There was a mud bath in Leonfelden between 1881 and 1919. A spa house was opened in the 1960s and the spa town has been allowed to call itself Bad Leonfelden ever since. Since the 1970s, Leonfelden has been expanded to become a school location in the middle Mühlviertel and in 2001 the Upper Austrian provincial government made it a city.
The center of Bad Leonfelden is located 28 km north of the provincial capital Linz and 6 km south of the state border with the Czech Republic in the Upper Mühlviertel . The Weigetschlag / Studánky border crossing leads to the town of Vyšší Brod (Hohenfurth) , 13 km north of the Czech Republic .
The municipality covers an area of 40.38 km², the largest extension is 6.6 km in east-west direction and 10.7 km in north-south direction.
The highest point is on the eastern slope of the Sternstein at around near the village of Oberstern and the lowest point at around next to the border to the village of Schönau in the municipality of Zwettl an der Rodl . The center of Bad Leonfeldens lies at
Geology and waters
Bad Leonfelden belongs to the granite and gneiss plateau , the Austrian part of the Bohemian mass . From a geological and geomorphological point of view, as well as from the point of view of the use of space, most of the municipal area east and south-east of the center belongs to the Upper Austrian Leonfeldner Hochland spatial unit , while the higher layers of the Sternstein are in the Bohemian Forest and the lower ones in the southern Bohemian Forest foothills . The municipality to the west around the district of Haid has a share in the area of the Central Mühlviertel highlands .

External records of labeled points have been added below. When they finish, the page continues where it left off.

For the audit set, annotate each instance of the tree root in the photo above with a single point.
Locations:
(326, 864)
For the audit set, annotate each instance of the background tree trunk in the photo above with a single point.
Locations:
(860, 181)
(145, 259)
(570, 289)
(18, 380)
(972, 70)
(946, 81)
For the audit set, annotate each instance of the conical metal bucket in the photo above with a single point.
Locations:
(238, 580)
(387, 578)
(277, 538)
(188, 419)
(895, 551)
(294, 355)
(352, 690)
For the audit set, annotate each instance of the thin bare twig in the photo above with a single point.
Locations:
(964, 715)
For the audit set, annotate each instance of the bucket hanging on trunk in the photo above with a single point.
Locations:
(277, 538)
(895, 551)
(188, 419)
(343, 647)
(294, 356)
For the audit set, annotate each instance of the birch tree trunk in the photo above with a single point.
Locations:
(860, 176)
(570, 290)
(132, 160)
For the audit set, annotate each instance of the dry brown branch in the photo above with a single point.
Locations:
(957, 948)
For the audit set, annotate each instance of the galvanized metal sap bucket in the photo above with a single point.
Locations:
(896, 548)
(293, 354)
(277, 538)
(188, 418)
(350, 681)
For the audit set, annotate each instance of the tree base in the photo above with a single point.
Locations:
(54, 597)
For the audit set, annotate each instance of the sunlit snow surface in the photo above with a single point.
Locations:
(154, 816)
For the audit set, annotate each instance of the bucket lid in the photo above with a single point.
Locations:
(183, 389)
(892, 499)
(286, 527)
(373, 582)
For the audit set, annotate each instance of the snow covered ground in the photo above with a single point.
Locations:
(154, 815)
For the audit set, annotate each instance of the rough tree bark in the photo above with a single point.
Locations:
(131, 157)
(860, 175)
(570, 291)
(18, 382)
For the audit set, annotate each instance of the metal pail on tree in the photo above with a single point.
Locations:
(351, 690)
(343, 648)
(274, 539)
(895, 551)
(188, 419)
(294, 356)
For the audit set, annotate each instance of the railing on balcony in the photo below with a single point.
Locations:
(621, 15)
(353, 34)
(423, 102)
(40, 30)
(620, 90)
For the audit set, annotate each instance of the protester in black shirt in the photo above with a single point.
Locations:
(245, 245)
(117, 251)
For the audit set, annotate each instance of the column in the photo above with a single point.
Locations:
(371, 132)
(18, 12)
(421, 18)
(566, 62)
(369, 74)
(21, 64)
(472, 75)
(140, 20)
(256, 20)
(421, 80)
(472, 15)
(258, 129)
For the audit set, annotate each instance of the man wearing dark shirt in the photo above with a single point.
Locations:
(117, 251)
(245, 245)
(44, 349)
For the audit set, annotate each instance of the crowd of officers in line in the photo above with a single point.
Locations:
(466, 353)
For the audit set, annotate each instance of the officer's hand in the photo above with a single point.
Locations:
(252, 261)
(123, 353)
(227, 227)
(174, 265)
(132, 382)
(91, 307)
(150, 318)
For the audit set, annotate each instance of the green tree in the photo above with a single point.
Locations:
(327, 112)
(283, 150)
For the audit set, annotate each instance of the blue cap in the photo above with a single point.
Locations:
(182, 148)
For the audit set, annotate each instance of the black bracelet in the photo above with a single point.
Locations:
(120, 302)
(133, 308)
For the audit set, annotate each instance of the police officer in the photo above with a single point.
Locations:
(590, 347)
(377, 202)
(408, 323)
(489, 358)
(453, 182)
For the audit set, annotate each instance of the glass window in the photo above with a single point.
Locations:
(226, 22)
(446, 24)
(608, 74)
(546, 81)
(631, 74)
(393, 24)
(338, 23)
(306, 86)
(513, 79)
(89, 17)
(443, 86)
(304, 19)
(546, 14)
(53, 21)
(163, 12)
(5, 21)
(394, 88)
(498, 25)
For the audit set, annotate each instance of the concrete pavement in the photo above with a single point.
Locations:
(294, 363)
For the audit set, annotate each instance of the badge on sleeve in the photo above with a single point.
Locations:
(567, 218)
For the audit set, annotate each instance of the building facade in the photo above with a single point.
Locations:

The substrate is in the district Leonfelden from Quetschschiefer , on the southern slope of the star stone, however slate form gneisses the lion's share. In the municipality there are also islands with Mauthausen and Weinsberg granite and in the southern area Perlgneise. Various gneiss rocks and mylonites occur in the area of the Rodl fault .
The existing smaller still waters are small fish or extinguishing ponds. The most important river is the Große Rodl , which rises on the eastern slope of the Sternstein and flows east of the Leonfelden district towards the Danube . Until 1779 the river formed the border between the Mühlviertel and Machlandviertel , today between the upper and lower Mühlviertel.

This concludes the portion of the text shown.